SELECTED TRACK: ‘All or Nothing (At All),’ vocals by Eric Thomas and Gene Barge. Keyboards: Matt Rose and Richard Gibbs. From Olio.

SELECTED TRACK: ‘Them Changes,’ a cover of the Buddy Miles tune, with lead vocal and lead guitar by Criss ‘Righteous’ Johnson, accompanied by the Phenix Horns (aka the Earth, Wind & Fire Horns). From Olio.

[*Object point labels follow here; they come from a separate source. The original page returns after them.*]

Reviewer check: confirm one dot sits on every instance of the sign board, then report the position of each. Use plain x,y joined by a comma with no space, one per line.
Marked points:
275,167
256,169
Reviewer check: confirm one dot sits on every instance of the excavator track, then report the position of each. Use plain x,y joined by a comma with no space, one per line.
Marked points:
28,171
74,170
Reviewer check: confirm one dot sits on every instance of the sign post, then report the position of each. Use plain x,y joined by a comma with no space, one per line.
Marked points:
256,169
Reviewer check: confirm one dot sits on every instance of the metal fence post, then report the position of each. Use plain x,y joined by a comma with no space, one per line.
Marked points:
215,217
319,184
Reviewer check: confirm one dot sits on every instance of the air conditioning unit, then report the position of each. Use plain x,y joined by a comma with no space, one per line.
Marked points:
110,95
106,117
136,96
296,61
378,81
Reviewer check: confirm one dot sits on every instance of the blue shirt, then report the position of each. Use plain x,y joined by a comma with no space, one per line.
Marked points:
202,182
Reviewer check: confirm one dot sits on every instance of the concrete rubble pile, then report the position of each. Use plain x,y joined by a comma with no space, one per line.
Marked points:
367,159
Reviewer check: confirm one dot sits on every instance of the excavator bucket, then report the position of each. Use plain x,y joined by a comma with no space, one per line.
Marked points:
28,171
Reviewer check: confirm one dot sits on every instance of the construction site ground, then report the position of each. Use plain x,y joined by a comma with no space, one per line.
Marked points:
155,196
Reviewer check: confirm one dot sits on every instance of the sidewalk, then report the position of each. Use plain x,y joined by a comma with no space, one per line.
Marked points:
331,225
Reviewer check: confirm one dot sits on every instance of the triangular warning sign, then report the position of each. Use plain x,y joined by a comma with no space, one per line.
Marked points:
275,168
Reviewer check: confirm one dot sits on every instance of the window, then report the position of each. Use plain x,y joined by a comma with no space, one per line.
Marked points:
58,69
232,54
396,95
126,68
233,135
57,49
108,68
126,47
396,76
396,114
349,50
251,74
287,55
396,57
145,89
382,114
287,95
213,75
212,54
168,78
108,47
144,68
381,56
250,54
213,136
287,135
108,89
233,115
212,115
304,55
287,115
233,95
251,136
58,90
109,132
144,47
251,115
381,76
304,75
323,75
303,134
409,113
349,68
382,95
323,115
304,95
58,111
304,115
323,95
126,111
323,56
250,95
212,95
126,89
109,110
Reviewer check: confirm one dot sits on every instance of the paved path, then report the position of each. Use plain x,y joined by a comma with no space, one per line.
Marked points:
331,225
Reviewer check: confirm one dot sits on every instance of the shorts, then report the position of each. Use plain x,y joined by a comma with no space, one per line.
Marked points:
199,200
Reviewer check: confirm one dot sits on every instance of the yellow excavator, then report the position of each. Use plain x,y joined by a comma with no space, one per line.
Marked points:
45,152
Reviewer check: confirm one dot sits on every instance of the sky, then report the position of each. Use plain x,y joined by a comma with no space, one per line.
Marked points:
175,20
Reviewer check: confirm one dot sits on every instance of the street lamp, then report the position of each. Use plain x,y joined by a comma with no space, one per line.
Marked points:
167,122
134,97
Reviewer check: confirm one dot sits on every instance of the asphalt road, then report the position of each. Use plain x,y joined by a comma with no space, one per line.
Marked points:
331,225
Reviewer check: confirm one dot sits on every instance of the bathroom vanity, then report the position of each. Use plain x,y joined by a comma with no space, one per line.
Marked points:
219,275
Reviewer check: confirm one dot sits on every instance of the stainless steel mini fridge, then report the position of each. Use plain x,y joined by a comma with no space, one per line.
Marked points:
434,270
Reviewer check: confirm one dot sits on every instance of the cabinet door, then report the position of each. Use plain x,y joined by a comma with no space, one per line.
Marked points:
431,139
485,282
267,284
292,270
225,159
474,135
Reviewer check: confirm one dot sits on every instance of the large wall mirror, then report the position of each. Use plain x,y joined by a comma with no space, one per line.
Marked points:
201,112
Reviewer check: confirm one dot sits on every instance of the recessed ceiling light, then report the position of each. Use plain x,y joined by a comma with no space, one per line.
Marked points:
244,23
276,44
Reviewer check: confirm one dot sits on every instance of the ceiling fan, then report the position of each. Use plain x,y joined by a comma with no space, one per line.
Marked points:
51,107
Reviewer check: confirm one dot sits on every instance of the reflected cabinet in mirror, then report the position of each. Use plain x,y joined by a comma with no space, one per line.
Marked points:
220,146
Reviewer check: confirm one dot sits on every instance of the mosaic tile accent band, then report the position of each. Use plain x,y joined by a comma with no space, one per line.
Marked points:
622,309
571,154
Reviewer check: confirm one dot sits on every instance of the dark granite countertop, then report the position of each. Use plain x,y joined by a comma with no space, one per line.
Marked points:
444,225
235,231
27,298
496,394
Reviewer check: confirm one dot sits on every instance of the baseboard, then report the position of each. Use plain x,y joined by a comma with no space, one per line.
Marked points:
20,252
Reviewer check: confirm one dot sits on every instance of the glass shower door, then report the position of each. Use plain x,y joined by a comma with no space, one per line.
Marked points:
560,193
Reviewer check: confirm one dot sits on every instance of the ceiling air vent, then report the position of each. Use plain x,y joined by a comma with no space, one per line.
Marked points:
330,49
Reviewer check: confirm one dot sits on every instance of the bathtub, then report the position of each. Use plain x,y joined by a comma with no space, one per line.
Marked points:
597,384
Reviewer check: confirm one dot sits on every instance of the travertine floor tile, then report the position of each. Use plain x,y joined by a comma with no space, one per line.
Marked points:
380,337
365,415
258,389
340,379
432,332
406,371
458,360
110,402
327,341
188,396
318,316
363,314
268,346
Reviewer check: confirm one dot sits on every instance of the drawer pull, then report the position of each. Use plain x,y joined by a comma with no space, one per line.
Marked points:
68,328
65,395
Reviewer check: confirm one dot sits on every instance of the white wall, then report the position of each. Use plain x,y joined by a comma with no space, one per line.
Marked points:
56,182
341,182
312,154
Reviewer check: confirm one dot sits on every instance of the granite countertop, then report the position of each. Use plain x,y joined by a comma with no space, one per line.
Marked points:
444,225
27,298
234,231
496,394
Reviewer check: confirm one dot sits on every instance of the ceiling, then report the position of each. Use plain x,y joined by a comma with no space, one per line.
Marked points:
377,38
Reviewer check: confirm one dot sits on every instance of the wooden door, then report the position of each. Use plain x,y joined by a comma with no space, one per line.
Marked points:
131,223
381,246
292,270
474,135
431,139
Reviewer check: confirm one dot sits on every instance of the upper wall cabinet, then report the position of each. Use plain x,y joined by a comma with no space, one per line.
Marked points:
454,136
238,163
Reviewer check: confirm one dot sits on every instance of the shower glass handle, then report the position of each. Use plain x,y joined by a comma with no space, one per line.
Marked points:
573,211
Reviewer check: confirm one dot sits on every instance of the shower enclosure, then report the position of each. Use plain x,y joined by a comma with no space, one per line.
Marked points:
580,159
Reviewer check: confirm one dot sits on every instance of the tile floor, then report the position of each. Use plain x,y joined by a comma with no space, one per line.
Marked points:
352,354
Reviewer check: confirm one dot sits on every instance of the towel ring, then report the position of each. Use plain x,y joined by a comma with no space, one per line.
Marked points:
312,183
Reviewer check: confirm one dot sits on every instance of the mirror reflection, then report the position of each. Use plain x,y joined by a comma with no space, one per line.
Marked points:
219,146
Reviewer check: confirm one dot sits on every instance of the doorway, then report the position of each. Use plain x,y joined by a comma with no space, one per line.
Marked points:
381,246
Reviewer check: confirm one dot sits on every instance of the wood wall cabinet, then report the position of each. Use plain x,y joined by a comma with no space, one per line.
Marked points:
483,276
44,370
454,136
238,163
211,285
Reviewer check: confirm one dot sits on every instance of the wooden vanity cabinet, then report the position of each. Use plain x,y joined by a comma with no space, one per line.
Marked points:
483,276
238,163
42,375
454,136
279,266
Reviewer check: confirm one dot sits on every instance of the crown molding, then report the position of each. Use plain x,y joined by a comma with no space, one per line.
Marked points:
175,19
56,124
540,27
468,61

On the other hand, “Give Me My Flowers Now” gets a run for its moment in the sensitivity department with the heart tugging “All or Nothing (At All),” a double-edged gospel-influenced ’70-style soul ballad that finds vocalist smooth-voiced Eric Thomas (late of the Independents and Silk) and G sharing verses bemoaning the end of an affair but leaving the door open for reconciliation hinging on a total commitment (“I can’t share your love/got to be all or nothing at all”). And coming up hard on the outside challenging these is a happier, horn-enhanced soul ballad, “This Is My Love Song to You,” co-written with Chicago soul singer Billy McGregor and brought home with full force by the emotional expressiveness of G’s heartfelt vocal, with Will Crosby’s soaring guitar solo complementing the singers’ (G and his gospel-style background chorus) intense conviction. On an upbeat note, G also puts the band through a fierce workout in a raucous cover of Buddy Miles’s “Them Changes,” a burning track keyed by a keening, powerhouse vocal from Criss “Righteous” Johnson, who also gets it going with a dazzling, dizzying multi-textured white-hot guitar solo, and the robust punch provided throughout by the Earth, Wind & Fire horn section, the Phenix Horns. Sly Stone got nothing on this track. And no one’s got anything on Gene “Daddy G” Barge: he just keeps getting better. The only problem with Olio is that it’s only one disc—when it closes with the lovely if aching “I Can’t Make You Love Me,” an instrumental coda with sensitive, rippling keyboard work from Matt Rose and Richard Gibbs and, for almost the entire 4:28 of the song’s length, a probing, introspective sax solo by G that will flat lay you low it is so epically sad, you simply want more of this fine music as conceived by this towering artist. For that we will have to wait. And we will.